In January 1993, after discovering that his apartment in Baton Rouge had been searched by the FBI, Aaron turned himself in and was charged with conspiracy to possess a controlled substance with the intent to distribute, possession of a controlled substance with the intent to distribute, and attempt to possess a controlled substance with intent to distribute.
He was released on bond and passed random drug tests for almost eight months.
He went on trial in August and was convicted on the three charges — possession, conspiracy and attempted possession — with the intent to distribute 24 kilos of crack cocaine.
That was 15 years ago, when Aaron was 24. He has been in prison ever since. He's 39 years old now, and he will die in prison.
Aaron's five co-conspirators, including the drug ring's kingpin, Watts, were arrested before him and cut deals with federal prosecutors to testify against Aaron in exchange for reduced sentences.
"The entire testimony was based upon what is commonly called 'snitches' or cooperating individuals — people that have been arrested and prosecuted for drug crimes who were seeking to have their sentences reduced by cooperating," said lawyer Dennis Knizley, who defended Aaron at his trial in 1993.
"They were contending that Clarence was involved in drugs with them," Knizley said. "The biggest problem in using cooperating individuals is that, one, they have a strained motive to not be totally honest on the witness stand. Second, it is simply their words."
There was no physical evidence, no drugs, presented at Aaron's trial.
Watts, who testified he was "a major crack cocaine distributor" who had made more than a million dollars dealing drugs and had six people working for him, was sentenced to 14 years in exchange for his cooperation.
He served seven years and 10 months and was released on April 28, 2000.
Robert Hines, Aaron's childhood friend who asked him to set up the deal, got 10 years, but he served only four years and four months.
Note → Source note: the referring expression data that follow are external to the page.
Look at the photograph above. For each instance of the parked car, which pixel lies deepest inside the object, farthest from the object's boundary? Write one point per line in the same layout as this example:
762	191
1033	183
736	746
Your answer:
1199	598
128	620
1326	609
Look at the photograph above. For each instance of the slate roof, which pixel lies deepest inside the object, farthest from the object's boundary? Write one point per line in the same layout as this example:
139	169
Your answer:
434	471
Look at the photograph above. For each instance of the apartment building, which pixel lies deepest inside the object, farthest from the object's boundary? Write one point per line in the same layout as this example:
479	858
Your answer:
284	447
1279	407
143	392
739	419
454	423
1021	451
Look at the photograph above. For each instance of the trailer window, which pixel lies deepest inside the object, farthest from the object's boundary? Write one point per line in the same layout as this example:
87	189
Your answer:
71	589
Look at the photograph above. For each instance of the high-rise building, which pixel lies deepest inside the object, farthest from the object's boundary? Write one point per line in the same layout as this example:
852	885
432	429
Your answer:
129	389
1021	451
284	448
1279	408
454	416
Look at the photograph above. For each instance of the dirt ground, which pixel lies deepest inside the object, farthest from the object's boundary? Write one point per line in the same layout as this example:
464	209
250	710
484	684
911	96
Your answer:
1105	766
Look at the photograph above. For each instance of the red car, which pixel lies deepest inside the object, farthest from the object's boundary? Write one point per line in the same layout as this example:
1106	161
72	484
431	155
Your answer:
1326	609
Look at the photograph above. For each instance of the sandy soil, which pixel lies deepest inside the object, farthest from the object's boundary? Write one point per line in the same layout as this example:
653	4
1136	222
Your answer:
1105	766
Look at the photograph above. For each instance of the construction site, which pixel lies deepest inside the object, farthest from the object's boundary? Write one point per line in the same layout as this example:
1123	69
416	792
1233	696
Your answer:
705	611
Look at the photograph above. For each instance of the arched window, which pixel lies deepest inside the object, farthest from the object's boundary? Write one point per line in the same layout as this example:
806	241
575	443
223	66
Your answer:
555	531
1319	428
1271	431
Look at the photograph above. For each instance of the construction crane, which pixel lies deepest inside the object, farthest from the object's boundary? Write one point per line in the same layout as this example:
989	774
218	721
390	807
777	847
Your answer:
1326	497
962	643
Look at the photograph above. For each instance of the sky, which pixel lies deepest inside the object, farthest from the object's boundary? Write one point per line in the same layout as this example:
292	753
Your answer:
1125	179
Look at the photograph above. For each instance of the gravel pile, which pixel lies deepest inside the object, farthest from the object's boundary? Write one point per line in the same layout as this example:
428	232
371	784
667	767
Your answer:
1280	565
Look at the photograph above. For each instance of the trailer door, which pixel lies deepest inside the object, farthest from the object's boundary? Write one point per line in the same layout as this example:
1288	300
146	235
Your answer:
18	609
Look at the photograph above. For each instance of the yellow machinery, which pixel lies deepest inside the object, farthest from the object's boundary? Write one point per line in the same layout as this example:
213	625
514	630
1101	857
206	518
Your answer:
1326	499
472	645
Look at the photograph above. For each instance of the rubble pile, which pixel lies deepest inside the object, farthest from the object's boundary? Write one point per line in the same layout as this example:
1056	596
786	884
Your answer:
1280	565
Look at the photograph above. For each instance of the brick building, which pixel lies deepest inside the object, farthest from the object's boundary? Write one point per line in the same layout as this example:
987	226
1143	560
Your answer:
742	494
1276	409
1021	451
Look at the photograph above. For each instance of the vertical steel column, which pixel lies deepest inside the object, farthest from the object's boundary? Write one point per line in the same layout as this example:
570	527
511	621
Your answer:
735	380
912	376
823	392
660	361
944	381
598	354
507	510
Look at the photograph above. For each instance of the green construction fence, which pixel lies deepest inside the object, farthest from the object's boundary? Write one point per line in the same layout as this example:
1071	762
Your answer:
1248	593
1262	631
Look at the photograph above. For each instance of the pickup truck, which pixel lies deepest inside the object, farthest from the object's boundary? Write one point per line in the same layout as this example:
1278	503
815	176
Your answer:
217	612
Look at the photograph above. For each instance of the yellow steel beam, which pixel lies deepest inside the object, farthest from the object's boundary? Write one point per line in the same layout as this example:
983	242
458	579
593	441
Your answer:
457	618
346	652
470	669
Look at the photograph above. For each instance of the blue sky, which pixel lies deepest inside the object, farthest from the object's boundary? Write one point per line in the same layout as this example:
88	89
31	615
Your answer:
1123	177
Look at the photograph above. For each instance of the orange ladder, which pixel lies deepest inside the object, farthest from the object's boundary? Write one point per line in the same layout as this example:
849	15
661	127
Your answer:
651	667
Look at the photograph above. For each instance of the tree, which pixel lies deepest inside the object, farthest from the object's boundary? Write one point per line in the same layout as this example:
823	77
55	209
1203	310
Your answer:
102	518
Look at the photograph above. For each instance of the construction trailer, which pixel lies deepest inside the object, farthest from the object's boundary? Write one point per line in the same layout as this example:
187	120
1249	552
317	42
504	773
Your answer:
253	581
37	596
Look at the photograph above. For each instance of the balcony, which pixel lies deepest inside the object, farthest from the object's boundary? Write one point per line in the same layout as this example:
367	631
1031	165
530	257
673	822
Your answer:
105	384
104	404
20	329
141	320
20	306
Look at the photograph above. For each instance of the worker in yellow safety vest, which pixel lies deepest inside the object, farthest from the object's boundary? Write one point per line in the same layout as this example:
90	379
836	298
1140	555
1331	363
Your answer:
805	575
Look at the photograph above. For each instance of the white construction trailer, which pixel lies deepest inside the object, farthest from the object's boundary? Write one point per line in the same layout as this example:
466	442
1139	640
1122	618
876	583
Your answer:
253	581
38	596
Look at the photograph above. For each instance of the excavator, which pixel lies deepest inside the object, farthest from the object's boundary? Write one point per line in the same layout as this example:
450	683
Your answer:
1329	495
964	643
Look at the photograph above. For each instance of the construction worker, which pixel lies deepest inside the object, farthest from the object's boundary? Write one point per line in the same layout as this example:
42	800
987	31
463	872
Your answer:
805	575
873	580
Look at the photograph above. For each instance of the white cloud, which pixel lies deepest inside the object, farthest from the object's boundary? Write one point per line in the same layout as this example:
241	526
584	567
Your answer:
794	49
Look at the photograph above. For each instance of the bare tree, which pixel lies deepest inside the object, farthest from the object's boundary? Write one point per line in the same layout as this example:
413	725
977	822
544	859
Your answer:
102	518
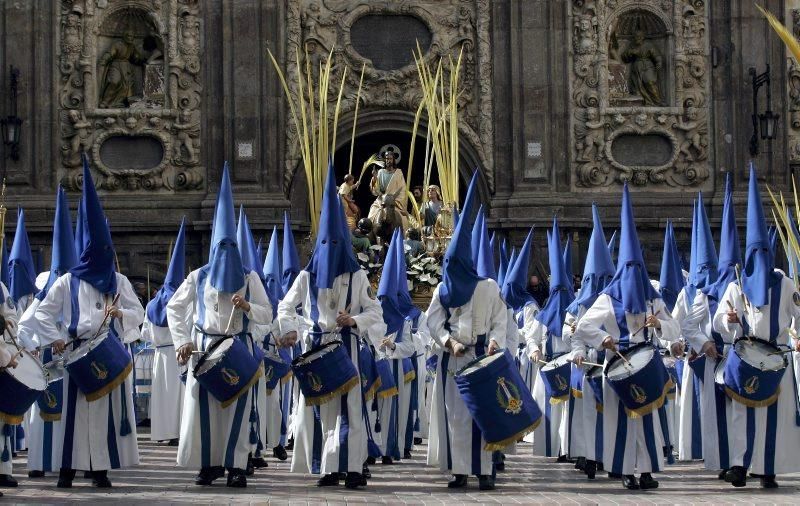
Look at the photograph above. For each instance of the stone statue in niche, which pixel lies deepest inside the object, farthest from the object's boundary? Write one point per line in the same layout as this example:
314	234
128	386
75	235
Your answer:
644	62
117	80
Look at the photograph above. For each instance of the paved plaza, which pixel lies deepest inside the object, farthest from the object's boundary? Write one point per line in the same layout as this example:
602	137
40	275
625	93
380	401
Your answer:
528	480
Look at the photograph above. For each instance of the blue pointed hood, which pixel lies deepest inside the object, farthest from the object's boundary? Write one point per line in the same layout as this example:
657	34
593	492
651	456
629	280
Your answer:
459	275
515	284
226	272
333	251
758	275
562	292
290	260
598	269
21	271
671	279
703	258
631	283
63	257
393	315
176	273
96	264
273	272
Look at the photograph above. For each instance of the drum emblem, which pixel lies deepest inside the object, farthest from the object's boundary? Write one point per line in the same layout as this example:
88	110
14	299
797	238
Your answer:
638	393
99	370
508	396
230	376
751	385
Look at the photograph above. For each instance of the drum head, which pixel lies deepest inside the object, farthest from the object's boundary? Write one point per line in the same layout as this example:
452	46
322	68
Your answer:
29	371
637	360
760	355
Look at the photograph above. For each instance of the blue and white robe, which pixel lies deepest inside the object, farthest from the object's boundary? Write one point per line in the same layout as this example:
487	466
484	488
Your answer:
630	445
455	443
765	440
101	434
332	437
199	314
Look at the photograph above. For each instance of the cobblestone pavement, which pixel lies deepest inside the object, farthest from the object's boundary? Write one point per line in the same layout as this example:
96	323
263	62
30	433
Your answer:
528	480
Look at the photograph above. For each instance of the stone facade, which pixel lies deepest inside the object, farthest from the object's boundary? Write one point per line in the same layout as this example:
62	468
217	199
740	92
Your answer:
564	100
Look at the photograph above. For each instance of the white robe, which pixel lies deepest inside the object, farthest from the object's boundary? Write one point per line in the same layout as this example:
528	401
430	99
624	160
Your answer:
166	388
325	457
775	446
91	430
453	444
629	454
210	434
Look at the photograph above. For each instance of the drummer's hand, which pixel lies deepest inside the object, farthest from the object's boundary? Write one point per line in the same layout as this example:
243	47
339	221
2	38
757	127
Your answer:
710	350
608	343
288	340
59	346
184	352
652	321
239	303
345	320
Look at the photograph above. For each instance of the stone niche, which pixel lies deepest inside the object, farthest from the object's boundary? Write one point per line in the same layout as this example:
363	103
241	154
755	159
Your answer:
639	93
130	93
381	35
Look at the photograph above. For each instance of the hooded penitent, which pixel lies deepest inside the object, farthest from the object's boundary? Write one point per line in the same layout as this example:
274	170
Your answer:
631	284
21	271
515	284
758	275
561	289
64	257
96	264
176	272
459	275
597	271
671	279
333	253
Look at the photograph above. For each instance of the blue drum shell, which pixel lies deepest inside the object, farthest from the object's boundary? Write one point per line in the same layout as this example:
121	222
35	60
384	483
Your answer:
502	418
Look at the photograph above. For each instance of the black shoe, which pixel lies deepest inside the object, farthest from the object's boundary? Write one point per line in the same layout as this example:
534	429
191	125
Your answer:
65	477
485	482
100	479
768	481
329	480
236	478
458	481
630	482
207	475
7	481
355	480
590	469
646	481
279	452
736	476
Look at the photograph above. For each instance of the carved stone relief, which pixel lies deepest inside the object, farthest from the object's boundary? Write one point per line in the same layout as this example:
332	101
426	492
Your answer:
316	27
640	72
130	73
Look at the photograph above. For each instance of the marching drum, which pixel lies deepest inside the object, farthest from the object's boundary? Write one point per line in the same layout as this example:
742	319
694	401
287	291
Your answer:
498	399
325	372
228	368
21	386
99	365
556	376
640	380
753	371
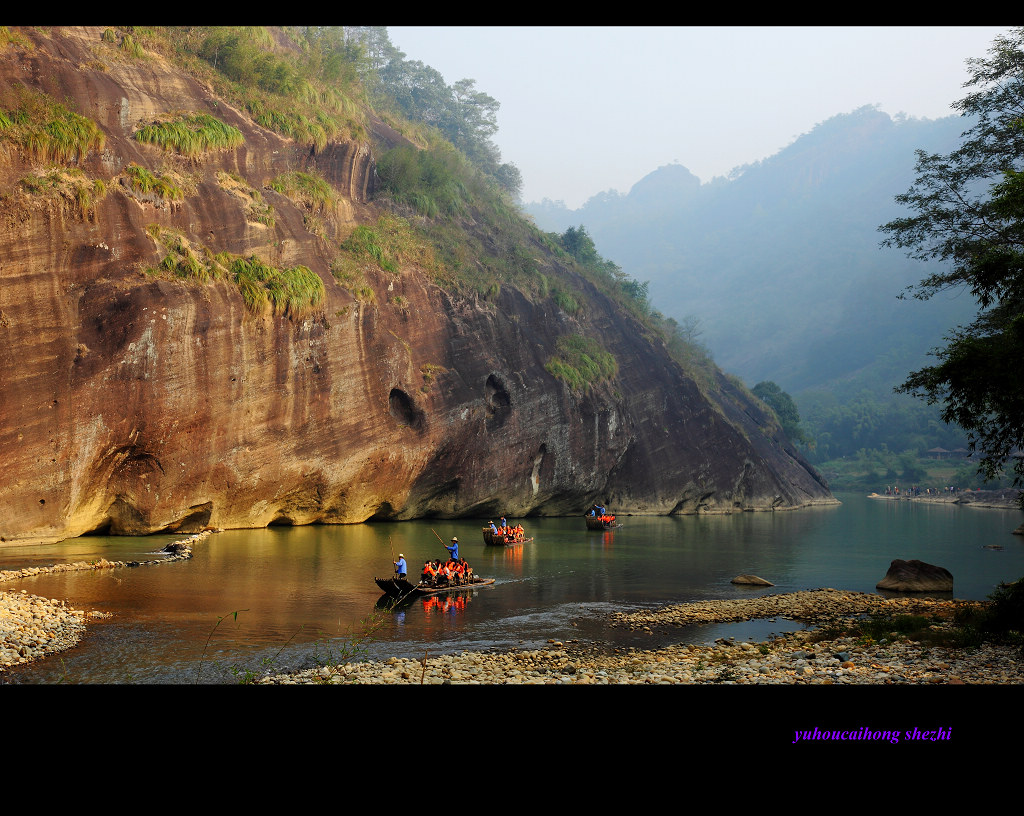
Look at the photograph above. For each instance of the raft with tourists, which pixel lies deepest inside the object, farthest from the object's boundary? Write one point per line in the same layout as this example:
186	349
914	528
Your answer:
504	535
402	588
600	519
442	575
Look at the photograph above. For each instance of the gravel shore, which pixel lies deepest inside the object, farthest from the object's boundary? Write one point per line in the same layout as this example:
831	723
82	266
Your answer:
32	627
801	657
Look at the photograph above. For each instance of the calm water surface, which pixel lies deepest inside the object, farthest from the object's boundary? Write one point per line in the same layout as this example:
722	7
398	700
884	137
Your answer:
288	597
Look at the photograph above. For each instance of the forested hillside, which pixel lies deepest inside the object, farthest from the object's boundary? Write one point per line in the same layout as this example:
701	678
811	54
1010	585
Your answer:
778	270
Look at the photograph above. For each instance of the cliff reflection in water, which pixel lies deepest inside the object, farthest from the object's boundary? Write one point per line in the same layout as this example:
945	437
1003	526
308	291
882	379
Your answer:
285	597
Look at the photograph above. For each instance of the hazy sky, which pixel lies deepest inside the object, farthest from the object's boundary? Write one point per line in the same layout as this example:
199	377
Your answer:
587	110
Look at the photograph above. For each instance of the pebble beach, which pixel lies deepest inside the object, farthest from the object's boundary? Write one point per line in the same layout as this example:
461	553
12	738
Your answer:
796	658
33	628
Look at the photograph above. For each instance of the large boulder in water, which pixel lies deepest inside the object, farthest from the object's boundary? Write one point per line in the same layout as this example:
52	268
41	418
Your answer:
915	575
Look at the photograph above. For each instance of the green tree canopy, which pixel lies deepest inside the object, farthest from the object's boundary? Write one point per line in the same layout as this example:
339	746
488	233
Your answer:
969	212
785	410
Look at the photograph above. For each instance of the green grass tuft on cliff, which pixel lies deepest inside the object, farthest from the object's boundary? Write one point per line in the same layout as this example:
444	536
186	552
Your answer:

Two others served less than five years.
Gary Chisholm, the Baton Rouge dealer, was also sentenced to life, but his sentence was reduced to 24 years, 4 months. His release is expected on April 25, 2014.
Aaron won't be released.
"Aaron was the lowest man on the totem pole and he got the worst sentence," said David Borden, executive director of Stop the Drug War, a Washington-based group that has pushed for Aaron's release.
On average, Aaron's co-conspirators, career drug dealers who knew better how to work the system, will spend about eight years in prison.
But Clarence Aaron, once a high school and college football player, a church-going member of the Masons, will grow old and die behind bars.
The system "does not function truly on facts and does not rank the level of the severity of criminal involvement top to bottom [when dealing] with people," Borden said. "Their sentences present priorities not equal to the moral truth of the situation."
Aaron's attempts to get out of prison have all been unsuccessful.
Congress passed a "safety valve" one year after Aaron was sentenced that exempted first-time non-violent offenders from being punished according to mandatory sentencing guidelines. The law was not retroactive.
His 1996 appeal failed, as have several bids to have his sentence reduced.
His only hope now is that a president will commute his sentence.
Aaron petitioned President Bush for clemency, asking him to commute his sentence and set him free. If Bush decides to do so, Aaron will have served 15 years, more than double that of the Mobile crack ring's kingpin.
For now, Aaron sits waiting in a high-security Florida federal penitentiary, hoping for the best.